FX Daily Strategy: Europe, February 21st
Focus on FOMC minutes and speeches
Risks towards a more hawkish tilt
USD may recovery ground lost on Tuesday
GBP still vulnerable despite upbeat comments from BoE governor Bailey
Focus on FOMC minutes and speeches
Risks towards a more hawkish tilt
USD may recovery ground lost on Tuesday
GBP still vulnerable despite upbeat comments from BoE governor Bailey
Wednesday is another day without a great deal on the calendar. Datawise there is nothing of any real import, so any market moving news is likely to have to come from central bank commentary. The FOMC minutes from the January meeting may therefore be the biggest focus. The meeting saw the Fed moving away from a tightening bias, but the minutes are likely to show no rush towards easing. The minutes are likely to note progress on inflation and resilience in activity. If the latter is seen as a risk to continued progress on inflation it will be significant given the strong payroll and CPI data released since the meeting, so may be taken as a bit hawkish. But with effectively nothing priced in for the March meeting, and the first cut not fully priced in until June, there is limited scope for market reaction. Even so, there are nearly four Fed rate cuts priced for the year, and this could still be reduced to three if the minutes give a hawkish impression. There are also speeches from FOMC members Bostic and Bowman, which may have more potential to impact the market. Bostic, as the more dovish of the two, would have some impact if he indicated less enthusiasm for easing.

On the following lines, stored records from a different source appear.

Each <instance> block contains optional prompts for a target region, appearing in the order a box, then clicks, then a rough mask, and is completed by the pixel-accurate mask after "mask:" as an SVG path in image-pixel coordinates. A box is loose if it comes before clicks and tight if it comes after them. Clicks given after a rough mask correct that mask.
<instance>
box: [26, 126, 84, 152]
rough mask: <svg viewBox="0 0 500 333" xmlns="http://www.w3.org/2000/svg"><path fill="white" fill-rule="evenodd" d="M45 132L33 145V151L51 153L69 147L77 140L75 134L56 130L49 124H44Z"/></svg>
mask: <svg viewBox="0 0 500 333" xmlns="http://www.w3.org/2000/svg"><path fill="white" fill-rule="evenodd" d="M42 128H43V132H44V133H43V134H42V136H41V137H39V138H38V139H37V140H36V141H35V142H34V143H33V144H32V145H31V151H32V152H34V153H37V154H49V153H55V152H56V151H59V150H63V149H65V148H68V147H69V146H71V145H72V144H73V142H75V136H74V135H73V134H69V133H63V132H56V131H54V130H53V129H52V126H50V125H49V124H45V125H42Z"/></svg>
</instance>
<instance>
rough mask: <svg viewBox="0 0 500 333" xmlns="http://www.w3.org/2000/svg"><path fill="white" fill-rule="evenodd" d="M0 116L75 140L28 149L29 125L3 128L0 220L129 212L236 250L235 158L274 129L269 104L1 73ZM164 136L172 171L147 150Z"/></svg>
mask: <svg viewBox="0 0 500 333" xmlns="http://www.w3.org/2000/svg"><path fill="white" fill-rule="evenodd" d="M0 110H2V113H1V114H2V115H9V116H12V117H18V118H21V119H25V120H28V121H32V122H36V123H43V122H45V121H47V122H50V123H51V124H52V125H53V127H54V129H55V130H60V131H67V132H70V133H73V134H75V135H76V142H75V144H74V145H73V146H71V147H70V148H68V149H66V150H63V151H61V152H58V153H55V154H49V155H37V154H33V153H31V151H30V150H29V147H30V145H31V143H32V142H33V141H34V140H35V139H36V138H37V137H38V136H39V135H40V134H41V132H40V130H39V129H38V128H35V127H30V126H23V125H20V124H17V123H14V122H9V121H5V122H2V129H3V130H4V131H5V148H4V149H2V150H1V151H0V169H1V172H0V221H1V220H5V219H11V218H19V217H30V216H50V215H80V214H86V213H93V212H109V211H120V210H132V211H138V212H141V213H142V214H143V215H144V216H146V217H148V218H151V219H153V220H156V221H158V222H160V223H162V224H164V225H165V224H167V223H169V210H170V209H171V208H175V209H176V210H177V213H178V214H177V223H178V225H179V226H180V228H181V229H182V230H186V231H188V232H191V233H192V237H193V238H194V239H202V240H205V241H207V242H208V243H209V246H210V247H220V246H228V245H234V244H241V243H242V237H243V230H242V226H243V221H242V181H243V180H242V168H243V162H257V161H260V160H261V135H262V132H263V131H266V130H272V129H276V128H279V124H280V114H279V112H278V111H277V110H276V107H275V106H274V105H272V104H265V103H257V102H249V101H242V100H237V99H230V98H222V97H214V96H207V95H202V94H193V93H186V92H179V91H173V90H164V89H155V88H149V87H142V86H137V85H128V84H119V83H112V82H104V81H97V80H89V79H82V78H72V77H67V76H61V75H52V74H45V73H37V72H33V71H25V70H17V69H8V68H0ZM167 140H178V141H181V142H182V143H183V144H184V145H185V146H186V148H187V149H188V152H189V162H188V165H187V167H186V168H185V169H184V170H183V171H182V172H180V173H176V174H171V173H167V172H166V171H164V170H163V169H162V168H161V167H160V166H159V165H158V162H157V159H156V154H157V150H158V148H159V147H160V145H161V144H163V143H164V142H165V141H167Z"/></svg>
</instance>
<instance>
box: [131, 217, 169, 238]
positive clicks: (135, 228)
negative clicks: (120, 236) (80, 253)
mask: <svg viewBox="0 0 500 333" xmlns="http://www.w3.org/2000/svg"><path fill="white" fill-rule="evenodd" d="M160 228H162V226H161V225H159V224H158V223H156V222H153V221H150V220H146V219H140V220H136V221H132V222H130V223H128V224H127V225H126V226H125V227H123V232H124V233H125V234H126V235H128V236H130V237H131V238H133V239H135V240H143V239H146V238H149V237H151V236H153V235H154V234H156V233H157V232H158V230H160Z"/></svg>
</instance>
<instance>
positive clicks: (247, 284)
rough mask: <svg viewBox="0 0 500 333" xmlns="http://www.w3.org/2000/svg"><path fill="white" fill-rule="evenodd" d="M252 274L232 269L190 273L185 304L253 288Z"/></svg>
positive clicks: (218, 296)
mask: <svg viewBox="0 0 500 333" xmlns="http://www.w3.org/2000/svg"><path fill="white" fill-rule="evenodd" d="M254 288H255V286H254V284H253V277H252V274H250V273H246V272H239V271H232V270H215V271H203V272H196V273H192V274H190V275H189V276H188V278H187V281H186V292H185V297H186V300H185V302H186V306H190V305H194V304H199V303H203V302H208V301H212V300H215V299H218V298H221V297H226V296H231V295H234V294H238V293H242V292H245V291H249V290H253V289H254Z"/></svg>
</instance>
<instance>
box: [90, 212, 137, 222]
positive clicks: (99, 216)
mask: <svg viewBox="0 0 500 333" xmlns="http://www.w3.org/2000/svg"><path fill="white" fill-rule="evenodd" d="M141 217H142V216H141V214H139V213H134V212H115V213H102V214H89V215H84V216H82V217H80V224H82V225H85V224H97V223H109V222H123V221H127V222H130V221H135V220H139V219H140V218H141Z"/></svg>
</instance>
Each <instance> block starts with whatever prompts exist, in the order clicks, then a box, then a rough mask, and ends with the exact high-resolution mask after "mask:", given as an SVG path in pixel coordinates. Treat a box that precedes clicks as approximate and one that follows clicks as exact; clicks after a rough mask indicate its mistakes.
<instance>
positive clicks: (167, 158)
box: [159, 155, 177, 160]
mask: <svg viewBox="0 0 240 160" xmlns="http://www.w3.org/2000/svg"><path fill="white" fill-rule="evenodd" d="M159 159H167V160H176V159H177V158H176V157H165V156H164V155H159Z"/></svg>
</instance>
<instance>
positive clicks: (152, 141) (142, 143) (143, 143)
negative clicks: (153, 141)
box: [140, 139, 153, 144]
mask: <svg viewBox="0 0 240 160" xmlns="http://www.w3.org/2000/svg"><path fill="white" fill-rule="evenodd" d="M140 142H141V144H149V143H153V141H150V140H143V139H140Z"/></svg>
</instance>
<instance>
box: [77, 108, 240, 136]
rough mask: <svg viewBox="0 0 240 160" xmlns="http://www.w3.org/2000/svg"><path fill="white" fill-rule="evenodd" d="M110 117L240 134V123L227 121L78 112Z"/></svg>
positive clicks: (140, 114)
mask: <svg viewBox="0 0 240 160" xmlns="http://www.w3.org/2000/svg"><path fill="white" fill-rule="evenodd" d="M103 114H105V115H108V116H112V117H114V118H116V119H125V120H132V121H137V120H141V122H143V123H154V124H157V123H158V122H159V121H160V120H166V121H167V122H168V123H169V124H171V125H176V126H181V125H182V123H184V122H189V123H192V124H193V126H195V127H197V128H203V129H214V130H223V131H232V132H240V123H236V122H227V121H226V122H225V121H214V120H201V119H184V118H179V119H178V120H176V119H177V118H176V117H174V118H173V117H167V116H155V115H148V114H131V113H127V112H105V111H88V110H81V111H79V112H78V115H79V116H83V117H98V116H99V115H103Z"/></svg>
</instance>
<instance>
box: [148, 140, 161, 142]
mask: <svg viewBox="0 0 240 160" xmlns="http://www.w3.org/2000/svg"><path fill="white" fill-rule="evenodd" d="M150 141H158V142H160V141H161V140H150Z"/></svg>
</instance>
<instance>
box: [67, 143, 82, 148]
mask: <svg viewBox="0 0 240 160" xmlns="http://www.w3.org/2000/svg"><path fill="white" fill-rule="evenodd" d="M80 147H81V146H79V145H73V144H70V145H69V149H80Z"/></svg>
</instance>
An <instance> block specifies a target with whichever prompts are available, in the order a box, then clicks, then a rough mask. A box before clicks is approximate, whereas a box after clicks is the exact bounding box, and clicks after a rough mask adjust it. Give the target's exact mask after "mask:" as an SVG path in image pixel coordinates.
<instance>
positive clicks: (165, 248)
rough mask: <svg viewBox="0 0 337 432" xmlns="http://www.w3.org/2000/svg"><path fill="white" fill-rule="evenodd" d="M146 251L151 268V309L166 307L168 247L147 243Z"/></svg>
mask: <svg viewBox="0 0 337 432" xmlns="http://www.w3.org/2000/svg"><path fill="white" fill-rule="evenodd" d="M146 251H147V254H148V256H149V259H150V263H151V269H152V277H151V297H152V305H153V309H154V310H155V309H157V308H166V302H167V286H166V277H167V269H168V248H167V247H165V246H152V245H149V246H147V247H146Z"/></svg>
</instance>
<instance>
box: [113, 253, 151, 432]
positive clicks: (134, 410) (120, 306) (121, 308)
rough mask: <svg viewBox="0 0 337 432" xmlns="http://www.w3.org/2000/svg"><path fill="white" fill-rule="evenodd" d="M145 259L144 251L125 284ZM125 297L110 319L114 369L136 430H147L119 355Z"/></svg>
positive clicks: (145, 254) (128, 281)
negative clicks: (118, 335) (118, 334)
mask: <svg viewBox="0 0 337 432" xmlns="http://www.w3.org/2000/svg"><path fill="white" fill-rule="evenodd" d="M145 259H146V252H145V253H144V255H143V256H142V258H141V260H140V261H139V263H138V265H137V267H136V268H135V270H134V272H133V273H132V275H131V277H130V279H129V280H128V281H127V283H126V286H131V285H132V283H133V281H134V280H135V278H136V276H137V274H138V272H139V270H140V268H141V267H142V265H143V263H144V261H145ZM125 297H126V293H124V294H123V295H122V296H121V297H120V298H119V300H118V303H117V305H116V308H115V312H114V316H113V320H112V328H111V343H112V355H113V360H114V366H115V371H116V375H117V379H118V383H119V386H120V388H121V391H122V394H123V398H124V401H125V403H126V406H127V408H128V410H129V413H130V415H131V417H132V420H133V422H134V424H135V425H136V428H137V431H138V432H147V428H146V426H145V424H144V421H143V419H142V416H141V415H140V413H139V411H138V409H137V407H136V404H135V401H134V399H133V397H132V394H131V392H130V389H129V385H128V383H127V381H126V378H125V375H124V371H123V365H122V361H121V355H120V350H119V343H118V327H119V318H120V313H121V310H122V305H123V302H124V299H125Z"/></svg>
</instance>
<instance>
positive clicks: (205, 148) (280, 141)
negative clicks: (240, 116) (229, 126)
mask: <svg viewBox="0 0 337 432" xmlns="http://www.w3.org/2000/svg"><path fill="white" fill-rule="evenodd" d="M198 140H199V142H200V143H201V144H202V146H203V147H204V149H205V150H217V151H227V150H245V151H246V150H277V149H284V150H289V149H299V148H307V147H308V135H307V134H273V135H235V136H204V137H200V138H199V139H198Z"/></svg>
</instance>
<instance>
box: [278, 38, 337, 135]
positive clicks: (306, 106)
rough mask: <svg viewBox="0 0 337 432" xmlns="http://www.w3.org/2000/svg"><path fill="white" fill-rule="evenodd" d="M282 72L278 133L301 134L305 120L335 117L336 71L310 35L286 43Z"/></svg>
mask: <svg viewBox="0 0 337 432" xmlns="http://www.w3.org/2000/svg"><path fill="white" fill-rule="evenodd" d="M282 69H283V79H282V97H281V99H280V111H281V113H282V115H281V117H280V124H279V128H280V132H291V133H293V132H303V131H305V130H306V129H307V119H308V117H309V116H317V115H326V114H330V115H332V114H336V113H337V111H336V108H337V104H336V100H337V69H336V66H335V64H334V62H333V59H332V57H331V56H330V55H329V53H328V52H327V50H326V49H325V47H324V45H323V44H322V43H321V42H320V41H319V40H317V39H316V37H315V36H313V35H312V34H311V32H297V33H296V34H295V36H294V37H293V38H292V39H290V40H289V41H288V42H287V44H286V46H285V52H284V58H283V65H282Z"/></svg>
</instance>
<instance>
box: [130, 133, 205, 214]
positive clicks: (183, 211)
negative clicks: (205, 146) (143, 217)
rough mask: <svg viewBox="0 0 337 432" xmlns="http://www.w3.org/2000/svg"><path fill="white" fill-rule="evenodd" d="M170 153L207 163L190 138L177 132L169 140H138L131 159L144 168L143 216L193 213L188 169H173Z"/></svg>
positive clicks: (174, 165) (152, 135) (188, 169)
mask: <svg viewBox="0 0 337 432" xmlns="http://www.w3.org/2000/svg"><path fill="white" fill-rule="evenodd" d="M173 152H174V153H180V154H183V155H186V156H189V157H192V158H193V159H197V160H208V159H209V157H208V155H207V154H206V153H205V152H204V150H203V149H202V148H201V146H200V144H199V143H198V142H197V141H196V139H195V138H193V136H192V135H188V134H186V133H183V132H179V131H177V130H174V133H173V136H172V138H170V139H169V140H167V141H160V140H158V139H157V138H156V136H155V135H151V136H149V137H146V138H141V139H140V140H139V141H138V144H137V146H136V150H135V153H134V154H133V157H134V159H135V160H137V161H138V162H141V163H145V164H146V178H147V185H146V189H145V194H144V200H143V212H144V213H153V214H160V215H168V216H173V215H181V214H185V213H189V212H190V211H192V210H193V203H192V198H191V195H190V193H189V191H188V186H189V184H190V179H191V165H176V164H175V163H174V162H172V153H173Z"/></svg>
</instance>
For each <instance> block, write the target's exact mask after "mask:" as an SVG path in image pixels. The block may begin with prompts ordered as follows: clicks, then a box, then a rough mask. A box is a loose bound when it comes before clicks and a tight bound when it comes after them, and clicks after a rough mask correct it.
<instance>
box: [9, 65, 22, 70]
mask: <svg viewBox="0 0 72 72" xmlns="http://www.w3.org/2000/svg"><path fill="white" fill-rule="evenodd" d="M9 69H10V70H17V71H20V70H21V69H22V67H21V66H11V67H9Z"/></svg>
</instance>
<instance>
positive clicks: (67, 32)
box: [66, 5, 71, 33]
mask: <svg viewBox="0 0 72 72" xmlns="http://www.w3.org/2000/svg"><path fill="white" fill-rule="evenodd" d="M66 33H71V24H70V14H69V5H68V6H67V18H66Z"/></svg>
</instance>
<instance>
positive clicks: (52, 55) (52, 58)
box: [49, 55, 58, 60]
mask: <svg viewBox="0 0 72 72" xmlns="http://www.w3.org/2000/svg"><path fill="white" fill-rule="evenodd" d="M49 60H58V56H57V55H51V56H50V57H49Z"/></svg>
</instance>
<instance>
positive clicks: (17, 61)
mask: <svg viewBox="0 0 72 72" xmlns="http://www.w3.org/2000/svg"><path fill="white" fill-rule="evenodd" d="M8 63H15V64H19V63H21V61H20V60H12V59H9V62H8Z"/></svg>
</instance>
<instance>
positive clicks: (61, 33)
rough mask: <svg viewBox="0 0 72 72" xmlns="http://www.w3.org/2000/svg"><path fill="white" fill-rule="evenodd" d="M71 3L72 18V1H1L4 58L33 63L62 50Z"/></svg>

The USD was soft on Tuesday, without an obvious trigger, although low volatility and the underperformance of US equities could be seen as factors, particularly against the riskier currencies. In general, the USD tends to weaken against the riskier currencies when equities do well, but can outperform if US equities outperform. Tuesday saw European equities steady while US equities softened, and that may have helped undermine the USD. If we see US yields rise on Wednesday die to a more hawkish take on the Fed, that could benefit the USD both via yields and via the negative impact on equities. If European yields follow US yields higher, European equity markets are likely to suffer. If they don’t (and they usually do) there will likely be a negative impact on EUR/USD from yield spreads. So the risks may be for the EUR to fall back after the gains seen on Tuesday.
The JPY underperformed in early Tuesday trading, but was recovering by the end of the day and USD/JPY will likely need to see some more gains in US yields if it is to be comfortable above 150. But the JPY continues to struggle against the EUR, with the decline in equity risk premia still underpinning JPY weakness on the crosses. While a rise in US yields could undermine equity markets, it will usually not much help the JPY on the crosses unless equity risk premia also rise (i.e. equity yields rise more than bond yields0. This tends not to be the case when US yields rise, so in the absence of clear negative economic news, we would not expect to see any significant JPY appreciation.
The comments from the Bank of England at Tuesday’s Treasury select committee didn’t have an appreciable impact on GBP, which has come under a little pressure since the weaker than expected CPI and GDP data in the last week. Governor Bailey’s comments were quite upbeat, indicating that he saw signs of an upturn in spite of the decline in GDP in Q4, and EUR/GBP finished the day marginally lower. Even so, the market is pricing in fewer than three BoE rate cuts this year, and that looks to be a downside limit, so with EUR/GBP already underperforming yield spreads, we continues to see the risks as being on the upside.